Does openEHR solve everything?

Rhetorical question! Certainly not… What we did in openEHR is like any other halfway decent technology: it sits on the shoulders of others, including the wisdom and research of those in the broad health informatics community. I think we did our homework properly and considered theoretical bases as well as empirical evidence. I would say that the openEHR effort crystallised out good thinking (which we reference in the specifications) in the area of clinical requirements, EHR semantics, web technologies, added archetypes and AQL, and integrated all these elements together into a coherent engineering framework.

This framework in turn has to be connected with the products of other major spheres of work, including terminology, guidelines, analytics and so on to build full e-health computing environments. openEHR is an enabling layer, but a necessary one.

It’s also a work in progress (you can watch it on Jira), like anything else, but the evidence of some years’ of implementation and deployment shows that the innovations are real.

How does it line up against EC innovation areas?

I’ve extracted the preliminary report’s list of innovation areas (p64), and marked them either blue where openEHR is an ‘enabler’, or blue/bold where openEHR is a ‘direct hit’.

• Person-centred care
• Complex  Adaptative  System  approach;  clinical  governance;  leadership  for  high-value care in clinical practice
• Tele-Health, remote medicine, mobile health
• Electronic health records
• Big-data utilization in the care of patients and the management of Health Systems
• Community based mental health
• Systems of pricing new medicines; affordable access to new medicines
• Population  based   accountable organisations;   chronic   disease   management; systems   enabling   continuous   care;   coordination   between   social   and   health systems
• Early palliative care
• Waste reduction in clinical processes
• Tobacco control strategy

Barriers to Innovation

The preliminary report talks about the various kinds of barriers to innovation adoption (p46). The key ones are (remembering that these are to do with health, not just e-health):

• workforce barriers – loss of ownership; professional/cultural barriers; lack of training;
• patient / person barriers – cultural acceptance, training, mobility of solution;
• organisational barriers – no realistic business model; procurement; lack of planning; inadequte information systems; lack of system interoperability; lack of coordination of authorities;
• economic and legal barriers – lack of investment in infrastructure; prices; lack of retail market; payment models;
• lack of political support – lack of political buy-in;
• lack of evaluation.

Quite a few of these impede the adoption of the innovations of openEHR, and other similarly powerful approaches. Today I would say we are still stuck in a paralysis of various factors, all of which the EC could help with the following.

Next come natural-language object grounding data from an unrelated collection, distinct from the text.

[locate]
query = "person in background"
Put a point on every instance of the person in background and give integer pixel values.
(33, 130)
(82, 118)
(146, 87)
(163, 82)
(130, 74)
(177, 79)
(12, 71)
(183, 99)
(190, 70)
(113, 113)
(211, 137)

• The EHR still isn’t solved in Europe, but EC funding frameworks act as if it is. This is the single biggest problem in all current EC funding programmes for e-health, including Horizon 2020. because making nearly everything else work relies on a working EHR.
• Bureaucrats need a technology update: we are now way past needing hand-rolled message definitions or web APIs for clinical content, but current activities and funding still focus on these outdated approaches.
• There is only limited visibility at the political level of the platform concept, even though the entire tech world is now shifting to it. Making progress in e-health for Europe relies on using this concept at all levels, including policy.